Junge Schwarze, vor allem alleinerziehende Mütter, sind in den USA der Sündenbock für alles – und sie sind von der „Sozialreform“ Clintons, die nächste Woche in Kraft tritt, am meisten betroffen  ■ Aus Chicago Andrea Böhm

Dominique Spruill sieht zum ersten Mal in seinem Leben einen Politiker, und gleich einen mächtigen. Robert Reich, US-Arbeitsminister mit einer Körpergröße von knapp einem Meter fünfzig, blickt anerkennend zu dem Siebenjährigen hinauf. „Mein lieber Mann, du bist ja ganz schön groß für dein Alter. Was gibt dir deine Mutter zu essen? Meine hat irgendwas falsch gemacht.“ Dominique zupft verlegen an der Naht seiner frisch gebügelten Hose. Seine Mutter Renee Spruill könnte den Minister durchaus mit den täglichen Problemen der Versorgung ihrer Kinder vertraut machen. „Ich weiß ja nicht, was Ihre Mutter für Schwierigkeiten hatte. Aber ich kann Ihnen flüstern, daß 400 Dollar Sozialhilfe im Monat für mich und meine drei Kinder kein Zuckerschlecken sind. Und wenn mir das Amt jetzt noch die Lebensmittelmarken kürzt, bloß weil ich eine billigere Wohnung gefunden habe, dann weiß ich bald nicht mehr, wie der Bengel weiter wachsen soll.“

Die Gelegenheit ergibt sich nicht, weil Reichs Pressesprecher für den Besuch beim Sozialprojekt „Jobs for Youth“ in der Chicagoer Innenstadt nur zehn Minuten eingeplant hat und anstelle einer Unterhaltung seinen Chef lieber zum Gruppenbild mit Armen bittet.

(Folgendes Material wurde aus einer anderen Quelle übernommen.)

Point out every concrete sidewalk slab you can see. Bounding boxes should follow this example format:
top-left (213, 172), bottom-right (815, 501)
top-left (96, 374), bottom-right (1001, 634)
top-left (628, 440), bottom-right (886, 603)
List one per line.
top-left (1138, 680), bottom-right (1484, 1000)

Bei „Jobs for Youth“ versuchen ehrenamtliche und festangestellte Berater scheinbar chancenlose Bewerber auf dem Arbeitsmarkt unterzubringen: junge schwarze Männer und junge schwarze Mütter aus den Ghettos. Robert Reich ist an solchen Programmen ganz besonders interessiert, seit sein Studienfreund und Chef Bill Clinton trotz seiner Einwände ein Gesetz unterzeichnet hat, mit dem Sozialhilfeempfänger aus „ihrer Abhängigkeit vom Staat befreit“ werden sollen. Das Anrecht auf Bundeshilfe bei Bedürftigkeit gibt es ab dem 1. Oktober nicht mehr. Renee Spruill ist – zusammen mit 36 Millionen anderen US-Amerikanern – ab sofort auf die Großzügigkeit des Bundesstaates angewiesen, in dem sie lebt. Illinois hat nicht den Ruf, seinen Armen gegenüber besonders großzügig zu sein. Laut „Reform“ kann der Staat sie und ihre Kinder nach insgesamt fünf Jahren von jeder Unterstützung abschneiden. Innerhalb von zwei Jahren soll sie sich einen Job suchen, was sie mit Hilfe von „Jobs for Youth“ gerade versucht. „Aber wer paßt dann auf meine Kinder auf?“ Kinderbetreuung ist rar und teuer – und würde den Großteil des Niedriglohns verschlingen, den eine 24jährige Mutter ohne Arbeitserfahrung und Ausbildung erwarten darf. Damit nicht genug: Renee Spruill wird als Arbeitnehmerin mit größter Wahrscheinlichkeit die Krankenversicherung verlieren, die ihr als Sozialhilfeempfängerin zusteht. „Ja, das ist ein großes Problem“, sagt der Arbeitsminister und guckt mit besorgter Miene, bevor er mit seiner Entourage zum nächsten Termin, dem demokratischen Parteitag, verschwindet.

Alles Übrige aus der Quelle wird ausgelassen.